Paletlerinin transit yapısı, (demiryolu üzerinden gidebilme özelliği), baş kısmındaki nişancı ve radyo operatörünün kusursuz çalışması, sağa ve sola yüzde 15'lik açıyla dönerek MG-34 ile ateş edebilme özelliği, ( aynı şekilde dikey olarak -10, +20 derecelik ateş edebilme), çok derin çukurlarda rahatlıkla ilerleyebilme,( Özellikle Doğu Cephesi'nde Ruslara karşı) ile Tiger tankları o döneme kadar harp meydanlarının gördüğü en kıymetli tanklardandı.
Amerikan mühendislerinin "Muhteşem" olarak yorumladığı Tiger'lardan pahalı ve uzun sürecek mühendislik becerilerinden dolayı 1942'den 1944'e kadar sadece 1.354 adet üretilebildi. Her ne kadar Rusların T34, Amerikalıların Sherman M4 tanklarının üretiminin yanında 1.354 adetlik üretim çok düşük kalsa da harp alanında Tiger'lar Sherman ile T34'lere karşı nitelik açısından çok daha başarı gösteriyordu.
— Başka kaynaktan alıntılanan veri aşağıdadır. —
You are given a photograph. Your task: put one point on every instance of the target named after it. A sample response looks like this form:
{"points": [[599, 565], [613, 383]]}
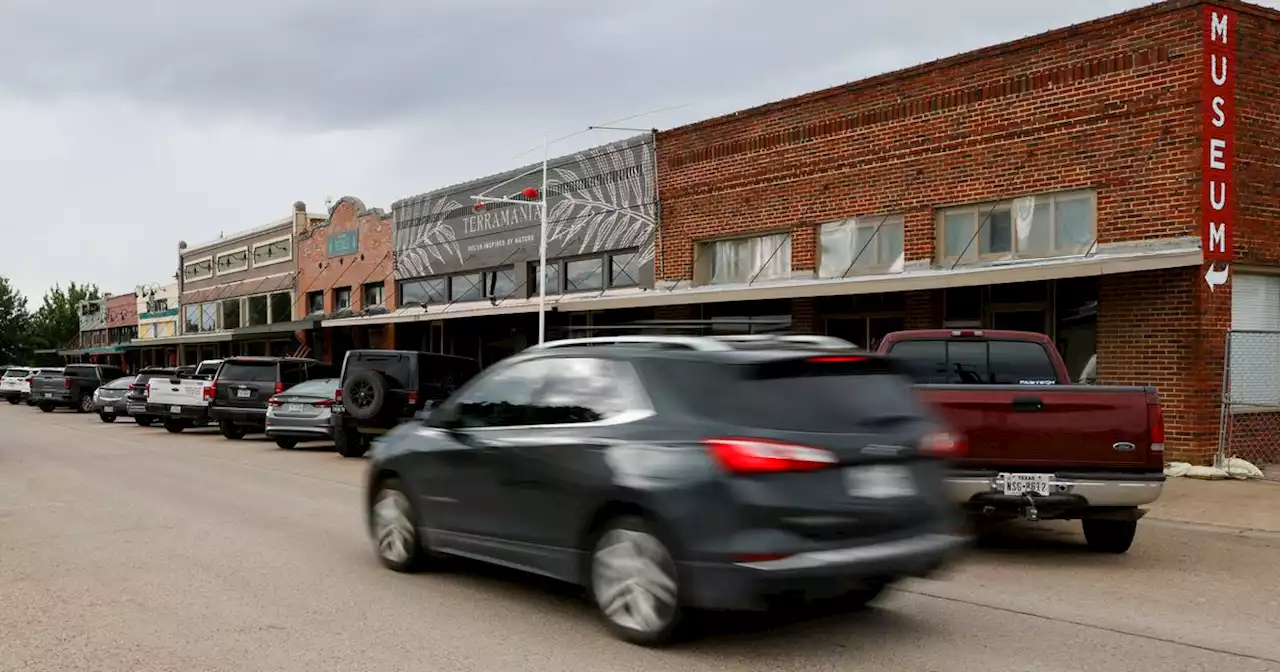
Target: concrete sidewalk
{"points": [[1228, 503]]}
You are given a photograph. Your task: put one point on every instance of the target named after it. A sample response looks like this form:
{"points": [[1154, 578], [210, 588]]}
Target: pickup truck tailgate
{"points": [[1063, 426]]}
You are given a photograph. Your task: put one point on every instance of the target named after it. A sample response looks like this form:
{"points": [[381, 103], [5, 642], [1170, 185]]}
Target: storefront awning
{"points": [[260, 330], [184, 339], [1107, 260]]}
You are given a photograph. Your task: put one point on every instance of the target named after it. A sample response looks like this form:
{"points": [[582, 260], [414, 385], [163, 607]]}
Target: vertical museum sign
{"points": [[1217, 163]]}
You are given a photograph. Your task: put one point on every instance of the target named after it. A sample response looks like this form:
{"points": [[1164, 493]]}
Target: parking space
{"points": [[131, 548]]}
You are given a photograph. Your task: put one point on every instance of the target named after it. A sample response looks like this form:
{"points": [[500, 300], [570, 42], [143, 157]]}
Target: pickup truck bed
{"points": [[1038, 447]]}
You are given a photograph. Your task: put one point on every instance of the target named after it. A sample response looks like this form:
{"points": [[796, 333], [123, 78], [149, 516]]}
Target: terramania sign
{"points": [[1217, 161]]}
Tiger'ların genel anlatımı bir başka yazının konusu. Bu yazıda dünyanın çalışabilen tek Tiger tankı olan ve Afrika Cephesi'nde Birleşik Krallık ordularınca ele geçirilen Tiger 131 tankını inceleyeceğiz.
Afrika Cephesi'nden Birleşik Krallık'a
1943 yılı Almanlar açısından Kuzey Afrika'daki cephelerden mağlubiyet ile çekildikleri zamandı. Erwin Rommel komutasındaki zırhlı birlikler Müttefik kuvvetlerince son olarak Tunus'ta kuşatılmıştı. Rommel ve heyetinin Mart 1943'te Tunus'u terk etmesiyle Afrika Kolordusu lağvedilerek cephe kaybedilmişti.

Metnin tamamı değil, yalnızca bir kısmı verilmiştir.